Si existe un personaje legendario en cada familia es ese tío(a) o primo(a) al que vemos poquísimo, apenas en los velorios o en el cumpleaños de la abuela, el mismo que siempre nos encuentra más gordos, más flacos, más viejos; especialista en preguntas y frases incómodas: «ya tienes novio», «para cuándo los niños», «cómo te has abandonado», «es hora de sentar cabeza».
Ese pariente criticón, terror de las reuniones familiares, en la actualidad se ha multiplicado por millones con el auge de las redes sociales, donde ponemos muchísima información personal a disposición de aquellos que lo interpretan como una franca invitación a meterse en vida ajena.
Ahora, gente que no te conoce de nada puede opinar públicamente sobre cómo te vistes, qué actividades haces con tus hijos, cómo tratas a tu perro, lo pertinente o no de tus pensamientos, tu postura religiosa, tu filosofía de vida y hasta tu color favorito. Todo es debatible y debatido.
Las razones para esa lluvia de comentarios con la que se ve salpicada cualquier publicación de Facebook, hasta el más insulso post, resultan sumamente variadas.
Los psicólogos apuntan que hay quienes desean destacar por lo ingenioso de sus juicios, llamar la atención, salirse de la turba del común de los mortales. Otros no saben discutir con argumentos y creen que el ataque es la mejor defensa. Por supuesto, abundan también los que están muy aburridos.

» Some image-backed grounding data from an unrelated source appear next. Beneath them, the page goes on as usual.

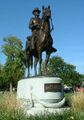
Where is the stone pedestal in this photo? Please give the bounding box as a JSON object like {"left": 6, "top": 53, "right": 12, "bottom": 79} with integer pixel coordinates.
{"left": 17, "top": 76, "right": 65, "bottom": 115}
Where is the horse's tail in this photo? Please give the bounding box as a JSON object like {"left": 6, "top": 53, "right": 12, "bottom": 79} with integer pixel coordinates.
{"left": 26, "top": 51, "right": 33, "bottom": 70}
{"left": 25, "top": 36, "right": 33, "bottom": 70}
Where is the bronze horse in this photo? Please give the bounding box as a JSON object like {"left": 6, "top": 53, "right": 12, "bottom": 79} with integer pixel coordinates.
{"left": 25, "top": 6, "right": 57, "bottom": 77}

Lo cierto es que detrás de esos motivos, y de la coraza de perfiles falsos o reales, se esconde gente con la autoestima destrozada, que busca una manera rápida y fácil sentirse en superioridad respecto a los demás, como una droga barata y muy efectiva. Su sistema es tan antiguo como simple: «si logro hundir al otro, eso me coloca a mí encima».
Entonces se dedican a lanzar coces a diestra y siniestra. De cualquier manera, la distancia —y muchas veces el anonimato— los aleja de enfrentar las consecuencias que sus actos acarrearían en la vida real.
La versión extrema de este fenómeno es el llamado «troleo», proveniente de la palabra noruega troll, que se define como la intervención en un foro digital con la intención abierta y descarnada de ofender, provocar malestar o desatar polémica. Por más que pueda resultar extraño, esto no deja de ser usual, muchos lo hemos visto y, lo que es peor, vivido.
No importa que se sepa que el autor del comentario es un criticón crónico —un atravesado, vaya—; muchas veces esa saeta da en el blanco y hace mella en nuestros esquemas mentales, seguridad, autopercepción, amor propio y, en un día malo, logra calarnos el alma.
Sin embargo, antes de permitir que nos roben la tranquilidad debemos recordar que una opinión vale tanto como aquel que la emite.
Quien así nos interpela, ¿tiene elementos suficientes para juzgar? ¿La imprescindible autoridad moral? ¿Es una persona que nos importa y a quien le importamos?
La crítica, si se ejerce con honestidad y buena fe, resulta una herramienta valiosa que nos aporta la mirada del otro para conocernos mejor y perfeccionarnos, pero siempre debe expresarse en un tono apropiado, con el lenguaje y los argumentos correctos y, sobre todas las cosas, recordar aquel refrán que dice: «Se felicita en público pero se corrige en privado».